Las tropas de la muerte
Las tropas de la muerte La Purga no era simplemente una prisión, era una condena a la desesperación. Tras la muerte de su padre, Trig se sintió más solo que nunca. Había sido un hombre duro, pero protector, y su ausencia dejó un vacío que Trig no podía llenar. Los pocos momentos de tranquilidad que habían compartido se desvanecieron, dejando solo el eco del último aliento de su padre en la enfermería, un sonido que se mezclaba con el incesante golpeteo de las máquinas de la nave.
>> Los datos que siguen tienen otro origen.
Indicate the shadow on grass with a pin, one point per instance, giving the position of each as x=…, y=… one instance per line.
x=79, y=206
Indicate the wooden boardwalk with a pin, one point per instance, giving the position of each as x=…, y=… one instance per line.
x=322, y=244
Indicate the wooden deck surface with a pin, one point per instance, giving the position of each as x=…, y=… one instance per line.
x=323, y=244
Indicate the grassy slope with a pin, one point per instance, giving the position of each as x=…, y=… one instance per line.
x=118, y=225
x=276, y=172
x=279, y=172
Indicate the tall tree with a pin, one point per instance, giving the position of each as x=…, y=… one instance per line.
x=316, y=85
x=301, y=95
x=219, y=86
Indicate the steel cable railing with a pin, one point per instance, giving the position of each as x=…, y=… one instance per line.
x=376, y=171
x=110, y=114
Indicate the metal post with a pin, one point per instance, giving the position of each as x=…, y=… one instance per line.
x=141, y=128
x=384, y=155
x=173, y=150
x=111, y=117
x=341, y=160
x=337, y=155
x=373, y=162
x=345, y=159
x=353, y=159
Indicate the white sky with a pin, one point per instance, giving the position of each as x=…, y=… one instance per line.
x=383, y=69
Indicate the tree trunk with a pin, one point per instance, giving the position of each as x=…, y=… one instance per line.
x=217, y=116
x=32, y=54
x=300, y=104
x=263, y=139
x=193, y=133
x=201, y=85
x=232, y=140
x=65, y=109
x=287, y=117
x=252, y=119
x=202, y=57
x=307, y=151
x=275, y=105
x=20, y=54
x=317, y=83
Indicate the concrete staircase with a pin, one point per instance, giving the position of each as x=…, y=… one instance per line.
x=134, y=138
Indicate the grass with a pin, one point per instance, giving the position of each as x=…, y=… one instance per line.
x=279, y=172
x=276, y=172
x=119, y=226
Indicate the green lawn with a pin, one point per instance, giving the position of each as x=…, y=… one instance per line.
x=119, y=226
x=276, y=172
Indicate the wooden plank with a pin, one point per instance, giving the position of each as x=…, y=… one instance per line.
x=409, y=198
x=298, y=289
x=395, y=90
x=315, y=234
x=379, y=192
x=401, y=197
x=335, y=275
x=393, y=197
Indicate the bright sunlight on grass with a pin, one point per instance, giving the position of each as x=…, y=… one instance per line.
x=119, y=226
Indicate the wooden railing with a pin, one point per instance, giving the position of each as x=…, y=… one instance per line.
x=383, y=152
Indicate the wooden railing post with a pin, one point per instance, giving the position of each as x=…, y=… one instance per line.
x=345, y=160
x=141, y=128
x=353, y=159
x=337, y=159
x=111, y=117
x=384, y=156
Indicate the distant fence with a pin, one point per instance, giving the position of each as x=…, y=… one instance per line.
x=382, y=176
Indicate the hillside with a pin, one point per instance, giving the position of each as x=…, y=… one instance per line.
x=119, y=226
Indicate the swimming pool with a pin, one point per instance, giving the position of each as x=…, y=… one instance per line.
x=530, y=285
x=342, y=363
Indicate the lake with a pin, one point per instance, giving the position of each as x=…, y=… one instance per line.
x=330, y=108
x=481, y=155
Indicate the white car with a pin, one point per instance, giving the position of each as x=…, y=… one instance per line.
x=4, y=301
Kale , su hermano mayor, era lo único que le quedaba, pero incluso su presencia no podía aliviar el peso del miedo constante. Juntos, habían aprendido a sobrevivir en medio de quinientos de los criminales más peligrosos de la galaxia, una mezcla letal de asesinos, contrabandistas y sociópatas que no dudaban en matar por diversión o por una simple mirada equivocada.
La Purga albergaba más que solo prisioneros; era una fábrica de pesadillas, donde las sombras parecían tener vida propia y los gritos en la noche se convirtieron en parte de la rutina. Algunos de los convictos murmuraban sobre fantasmas en los pasillos, sobre figuras que se movían entre las sombras cuando nadie miraba. Trig nunca había visto nada, pero las historias contribuían a su creciente paranoia. Sabía que no estaba a salvo. Nadie lo estaba.